(Reuters) – King Kong is back again – not climbing the Empire State Building clutching a distressed damsel in his colossal clutches, but as the mighty protector of a remote island in the 1970s.
“Kong: Skull Island” opens in movie theatres worldwide this week as the 8th instalment of the screen classic. It depicts a group of explorers and Vietnam-era soldiers on a secret mission to an unexplored Pacific Ocean island that turns out to be the home of Kong and other man-eating creatures.
The new movie, starring British actor Tom Hiddleston as a renegade adventurer and Oscar-winner Brie Larson as an anti-war photographer, is a far cry from the original 1933 version.

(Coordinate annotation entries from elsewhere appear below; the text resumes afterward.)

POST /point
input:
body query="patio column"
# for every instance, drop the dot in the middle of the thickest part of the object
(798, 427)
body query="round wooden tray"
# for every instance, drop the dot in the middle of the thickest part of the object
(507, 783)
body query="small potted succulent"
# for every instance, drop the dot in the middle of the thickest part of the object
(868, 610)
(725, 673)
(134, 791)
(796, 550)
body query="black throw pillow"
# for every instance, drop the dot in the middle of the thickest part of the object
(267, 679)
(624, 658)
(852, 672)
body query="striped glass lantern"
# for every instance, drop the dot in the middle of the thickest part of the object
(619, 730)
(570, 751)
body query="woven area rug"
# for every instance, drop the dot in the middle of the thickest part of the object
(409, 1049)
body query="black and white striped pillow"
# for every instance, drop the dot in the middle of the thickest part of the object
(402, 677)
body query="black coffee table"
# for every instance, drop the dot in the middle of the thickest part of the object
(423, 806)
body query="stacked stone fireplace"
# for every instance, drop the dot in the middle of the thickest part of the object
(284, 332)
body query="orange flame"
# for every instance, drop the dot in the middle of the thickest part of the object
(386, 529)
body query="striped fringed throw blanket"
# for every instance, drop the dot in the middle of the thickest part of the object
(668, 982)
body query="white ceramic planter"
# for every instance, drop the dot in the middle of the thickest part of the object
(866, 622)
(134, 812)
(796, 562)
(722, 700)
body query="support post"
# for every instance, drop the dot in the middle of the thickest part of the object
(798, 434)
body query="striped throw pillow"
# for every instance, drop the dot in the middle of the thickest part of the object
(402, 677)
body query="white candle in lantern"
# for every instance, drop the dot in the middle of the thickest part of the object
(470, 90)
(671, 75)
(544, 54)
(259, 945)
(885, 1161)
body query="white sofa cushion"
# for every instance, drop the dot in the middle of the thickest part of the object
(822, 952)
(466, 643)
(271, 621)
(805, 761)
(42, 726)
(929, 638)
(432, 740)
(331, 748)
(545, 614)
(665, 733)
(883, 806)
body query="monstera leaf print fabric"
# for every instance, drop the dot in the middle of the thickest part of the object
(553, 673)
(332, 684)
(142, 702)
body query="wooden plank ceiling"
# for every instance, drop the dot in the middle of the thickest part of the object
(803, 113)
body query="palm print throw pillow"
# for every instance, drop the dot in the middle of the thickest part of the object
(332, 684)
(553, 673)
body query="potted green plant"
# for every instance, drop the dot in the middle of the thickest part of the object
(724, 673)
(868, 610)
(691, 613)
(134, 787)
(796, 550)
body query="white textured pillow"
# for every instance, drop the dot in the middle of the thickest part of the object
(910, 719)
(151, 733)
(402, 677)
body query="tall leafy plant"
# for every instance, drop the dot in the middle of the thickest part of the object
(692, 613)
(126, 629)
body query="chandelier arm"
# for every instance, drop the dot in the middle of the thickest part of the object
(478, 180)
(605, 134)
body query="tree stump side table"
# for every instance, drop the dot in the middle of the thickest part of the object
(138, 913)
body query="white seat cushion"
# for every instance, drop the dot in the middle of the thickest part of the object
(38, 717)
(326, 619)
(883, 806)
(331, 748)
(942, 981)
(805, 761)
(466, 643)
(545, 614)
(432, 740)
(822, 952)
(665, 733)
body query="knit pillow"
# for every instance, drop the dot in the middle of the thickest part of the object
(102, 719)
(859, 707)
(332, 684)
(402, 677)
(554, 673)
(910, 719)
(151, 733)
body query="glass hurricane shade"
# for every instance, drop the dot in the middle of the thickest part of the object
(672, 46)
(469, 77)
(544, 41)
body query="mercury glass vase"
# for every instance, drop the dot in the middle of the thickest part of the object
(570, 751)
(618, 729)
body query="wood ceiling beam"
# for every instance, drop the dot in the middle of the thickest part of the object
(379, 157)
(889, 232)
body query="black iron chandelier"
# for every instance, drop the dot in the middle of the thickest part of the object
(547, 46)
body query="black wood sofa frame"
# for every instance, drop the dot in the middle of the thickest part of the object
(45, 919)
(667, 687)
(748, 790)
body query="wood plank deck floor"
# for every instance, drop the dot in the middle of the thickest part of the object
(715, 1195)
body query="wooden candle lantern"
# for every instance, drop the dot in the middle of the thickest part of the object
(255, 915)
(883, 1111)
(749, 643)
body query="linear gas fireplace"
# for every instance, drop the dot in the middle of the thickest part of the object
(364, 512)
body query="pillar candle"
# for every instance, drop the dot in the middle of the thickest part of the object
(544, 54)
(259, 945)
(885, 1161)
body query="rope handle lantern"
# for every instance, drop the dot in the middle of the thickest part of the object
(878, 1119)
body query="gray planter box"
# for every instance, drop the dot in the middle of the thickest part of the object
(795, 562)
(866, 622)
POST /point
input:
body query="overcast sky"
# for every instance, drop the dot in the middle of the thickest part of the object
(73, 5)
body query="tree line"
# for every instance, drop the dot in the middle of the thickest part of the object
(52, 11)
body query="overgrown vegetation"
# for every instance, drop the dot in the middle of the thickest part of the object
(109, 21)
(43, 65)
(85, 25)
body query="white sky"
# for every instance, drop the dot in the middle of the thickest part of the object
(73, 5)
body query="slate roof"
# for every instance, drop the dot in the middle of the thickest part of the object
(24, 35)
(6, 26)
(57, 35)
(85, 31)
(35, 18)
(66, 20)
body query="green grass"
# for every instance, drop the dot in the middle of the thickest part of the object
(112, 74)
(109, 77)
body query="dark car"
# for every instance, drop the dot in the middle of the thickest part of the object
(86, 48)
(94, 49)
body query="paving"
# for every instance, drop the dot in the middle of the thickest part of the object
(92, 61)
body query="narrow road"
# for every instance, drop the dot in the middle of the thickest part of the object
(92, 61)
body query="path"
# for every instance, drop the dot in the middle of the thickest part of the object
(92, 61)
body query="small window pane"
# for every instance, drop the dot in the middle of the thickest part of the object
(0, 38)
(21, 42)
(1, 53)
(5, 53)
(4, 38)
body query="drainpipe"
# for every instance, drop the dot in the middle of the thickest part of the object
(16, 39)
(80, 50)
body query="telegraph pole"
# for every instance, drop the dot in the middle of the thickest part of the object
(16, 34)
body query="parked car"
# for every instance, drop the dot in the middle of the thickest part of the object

But Hiddleston says the story retains it enduring appeal.
“He (Kong) represents the power of nature and its capacity to inspire wonder and terror that’s both somehow noble and majestic, but also it can be destructive and scary,” Hiddleston told Reuters Television.
In the new film, Hiddleston said “there’s something very sympathetic about him.”
“Kong is often always minding his own business doing his own thing until the balance of his life is interrupted by mankind. And it’s as if he’s a metaphor for the way human beings disturb the balance of nature,” the actor said.
Director Jordan Vogt-Roberts said he felt the pressure of reimagining the King Kong story “every second of the day.”
“You’re playing with an icon of cinema and you’re playing with pop culture,” he said.
“There’s been so many retellings of the story. So to break away from that, to not tell the beauty and the beast story, to not tell the same Kong story that we’ve seen over and over again and to do something new with it – that’s an incredible amount of freedom and yet it’s a very scary thing,” he added.
Special effects bring Kong to life not just as an anatomically correct ape but “a capital-M movie monster who stands on two feet (and) carries himself with a nobility like a god,” said Vogt-Roberts.
The movie ends up partly being a story of man versus nature, where the humans, unlike superheroes, have no special powers.
“The real superpower in this film is human ingenuity, right? So how are these humans going to engineer their way into taking this god down? I loved the idea of man versus gods … And men versus nature,” the director added.